Prompt Template

Background

In language model evaluation, we usually construct prompts according to certain rules from raw datasets so that models can answer questions according to requirements.

Usually, we put instructions at the beginning of prompts, then put a few in-context examples (also called shot cases), and finally put the test question. For example:

Solve the following questions.
1+1=?
2
3+9=?
12
5+6=?

Extensive experiments show that even when the raw test questions are the same, different prompt construction methods can significantly affect model performance. Factors that may affect include:

Prompt composition method: Including the writing of instructions, in-context examples, and questions
Selection of in-context examples: Including the number and selection strategy
Usage of prompts: Whether to let the model complete based on prompts, or select the best one from candidate prompts as the answer

AISBench defines prompt construction strategies in the infer_cfg section of dataset configuration. A typical infer_cfg configuration is as follows:

infer_cfg=dict(
    ice_template=dict(  # Template for constructing In Context Example (ice)
        type=PromptTemplate,
        template='{question}\n{answer}'
    ),
    prompt_template=dict(  # Template for constructing main prompt
        type=PromptTemplate,
        template='Solve the following questions.\n</E>{question}\n{answer}',
        ice_token="</E>"
    ),
    retriever=dict(type=FixKRetriever, fix_id_list=[0, 1]),  # Define how to get in context examples
    inferencer=dict(type=GenInferencer),  # Which inferencer to use for inference
)

This document mainly introduces the definition methods of ice_template and prompt_template. For descriptions of other components:

retriever (Retriever): Used to specify shot case extraction strategy, detailed introduction please refer to retriever
inferencer (Inferencer): Specific implementation of inference tasks, including model invocation and inference result saving logic, detailed introduction please refer to inferencer

We first introduce the basic syntax of prompts.

String-style Prompt

String-style templates are a classic template form. Consider the following template:

reader_cfg=dict(
    input_columns=['anything', 'question'],
    output_column='answer',
)

prompt_template=dict(
    type=PromptTemplate,
    template="{anything}\nQuestion: {question}\nAnswer: {answer}"
)

Where reader_cfg needs to clearly define which fields to read from the dataset and which field to use as the answer. Usually input_columns can contain multiple fields (list or string), but output_column can only contain one field (string).
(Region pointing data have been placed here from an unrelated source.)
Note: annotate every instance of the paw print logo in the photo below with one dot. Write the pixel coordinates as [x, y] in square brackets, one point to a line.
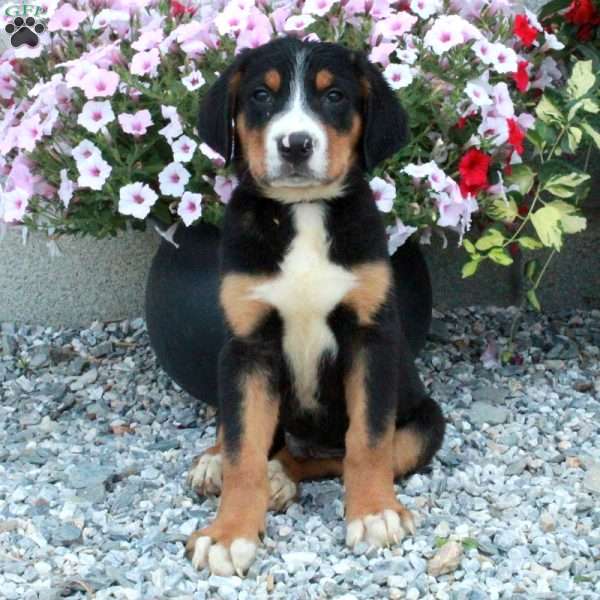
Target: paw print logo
[24, 31]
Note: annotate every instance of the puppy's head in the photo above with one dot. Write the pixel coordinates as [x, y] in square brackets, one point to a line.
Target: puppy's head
[299, 116]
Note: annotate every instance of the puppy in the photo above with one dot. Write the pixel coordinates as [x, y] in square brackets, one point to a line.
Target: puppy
[316, 377]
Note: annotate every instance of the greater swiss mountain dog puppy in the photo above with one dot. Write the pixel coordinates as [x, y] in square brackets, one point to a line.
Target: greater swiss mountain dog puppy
[316, 378]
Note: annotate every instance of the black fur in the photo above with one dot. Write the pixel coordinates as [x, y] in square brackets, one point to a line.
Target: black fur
[258, 231]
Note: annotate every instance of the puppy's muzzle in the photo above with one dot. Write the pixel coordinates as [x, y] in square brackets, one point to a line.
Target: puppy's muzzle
[295, 148]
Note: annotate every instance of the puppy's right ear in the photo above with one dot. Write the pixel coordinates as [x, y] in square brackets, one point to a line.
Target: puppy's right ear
[217, 111]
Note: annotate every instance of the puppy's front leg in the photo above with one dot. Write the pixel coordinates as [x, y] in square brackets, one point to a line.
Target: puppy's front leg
[373, 514]
[249, 410]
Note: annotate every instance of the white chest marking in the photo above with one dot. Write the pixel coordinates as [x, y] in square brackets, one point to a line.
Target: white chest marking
[308, 288]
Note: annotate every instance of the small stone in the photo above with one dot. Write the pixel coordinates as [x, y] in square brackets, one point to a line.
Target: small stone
[547, 522]
[591, 480]
[445, 560]
[66, 535]
[101, 349]
[84, 380]
[483, 412]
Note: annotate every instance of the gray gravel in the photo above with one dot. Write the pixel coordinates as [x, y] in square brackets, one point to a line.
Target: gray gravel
[95, 442]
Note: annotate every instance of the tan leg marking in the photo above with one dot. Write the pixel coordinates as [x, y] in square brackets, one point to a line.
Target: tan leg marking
[229, 544]
[341, 148]
[323, 79]
[253, 147]
[372, 511]
[273, 80]
[374, 280]
[242, 311]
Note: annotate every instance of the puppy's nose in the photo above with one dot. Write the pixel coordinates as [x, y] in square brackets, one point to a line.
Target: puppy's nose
[295, 147]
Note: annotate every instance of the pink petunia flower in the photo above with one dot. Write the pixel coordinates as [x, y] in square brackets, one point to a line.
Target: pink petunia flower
[100, 83]
[66, 189]
[95, 115]
[398, 234]
[425, 8]
[145, 63]
[381, 53]
[93, 173]
[183, 149]
[136, 199]
[13, 205]
[29, 133]
[173, 129]
[384, 193]
[136, 124]
[398, 76]
[84, 150]
[66, 18]
[395, 26]
[224, 187]
[298, 23]
[318, 8]
[190, 208]
[193, 81]
[173, 179]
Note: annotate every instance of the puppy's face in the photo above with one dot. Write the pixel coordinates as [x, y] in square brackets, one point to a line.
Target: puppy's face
[302, 117]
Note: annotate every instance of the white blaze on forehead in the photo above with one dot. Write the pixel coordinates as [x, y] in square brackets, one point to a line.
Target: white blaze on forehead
[296, 117]
[308, 288]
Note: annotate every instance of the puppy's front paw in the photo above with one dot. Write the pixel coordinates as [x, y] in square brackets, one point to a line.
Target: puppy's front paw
[206, 475]
[380, 529]
[221, 557]
[282, 489]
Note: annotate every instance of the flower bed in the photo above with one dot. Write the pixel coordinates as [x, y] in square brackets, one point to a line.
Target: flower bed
[97, 125]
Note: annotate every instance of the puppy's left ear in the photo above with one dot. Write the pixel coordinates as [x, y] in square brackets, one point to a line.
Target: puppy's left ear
[385, 129]
[217, 111]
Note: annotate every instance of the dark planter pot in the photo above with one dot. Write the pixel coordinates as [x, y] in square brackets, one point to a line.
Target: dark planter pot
[184, 320]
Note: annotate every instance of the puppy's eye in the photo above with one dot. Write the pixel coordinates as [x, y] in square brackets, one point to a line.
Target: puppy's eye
[334, 96]
[261, 95]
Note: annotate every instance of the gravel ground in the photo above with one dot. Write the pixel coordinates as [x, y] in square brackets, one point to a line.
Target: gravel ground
[95, 442]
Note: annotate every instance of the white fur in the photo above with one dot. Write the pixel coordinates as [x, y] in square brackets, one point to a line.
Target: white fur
[296, 117]
[283, 489]
[309, 287]
[379, 530]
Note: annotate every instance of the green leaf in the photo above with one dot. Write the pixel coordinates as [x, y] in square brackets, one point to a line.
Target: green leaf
[574, 135]
[491, 238]
[468, 244]
[500, 256]
[564, 186]
[595, 135]
[522, 176]
[470, 268]
[582, 79]
[547, 112]
[570, 222]
[546, 221]
[533, 300]
[529, 243]
[503, 210]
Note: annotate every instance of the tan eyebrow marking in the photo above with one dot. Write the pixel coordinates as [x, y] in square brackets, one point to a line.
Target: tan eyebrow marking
[273, 80]
[323, 79]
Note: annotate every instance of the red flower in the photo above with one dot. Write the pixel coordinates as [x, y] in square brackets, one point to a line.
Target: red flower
[524, 31]
[473, 168]
[582, 12]
[515, 135]
[521, 77]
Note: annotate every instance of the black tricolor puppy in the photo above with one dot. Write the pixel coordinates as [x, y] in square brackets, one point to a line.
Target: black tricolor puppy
[316, 358]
At runtime, fields within curly braces {} will be replaced with corresponding fields in data samples. If there is no corresponding field in the data sample, it will remain unchanged in the output.

For example, we have a data example as follows:

example = {
    'anything': 'blabla', # Assume anything is written in reader_cfg.input_columns
    'question': '1+1=?', # Assume question is written in reader_cfg.input_columns
    'answer': '2',  # Assume answer is written in reader_cfg.output_column
}

The result after filling the template is:

blabla
Question: 1+1=?
Answer:

It can be seen that the actual answer answer does not appear in the generated result. This is because AISBench automatically masks the field specified in reader_cfg.output_column to avoid answer leakage affecting evaluation results.

Fixed Dialogue-style Prompt

In actual evaluation, simple completion tests cannot well evaluate the performance of dialogue models, so we hope prompts can be input to models in dialogue format. In addition, different models have different definitions of dialogue formats, so we need prompts generated on the dataset side to be more universal, and then combine with specific model configurations at test time to generate prompts that meet model requirements.

Therefore, AISBench adds support for dialogue-style templates on top of string-style templates. Dialogue-style templates are more flexible. They can combine with different meta_template on the model side to generate prompts in different dialogue forms, and are suitable for both base and dialogue models, but the definition is relatively complex.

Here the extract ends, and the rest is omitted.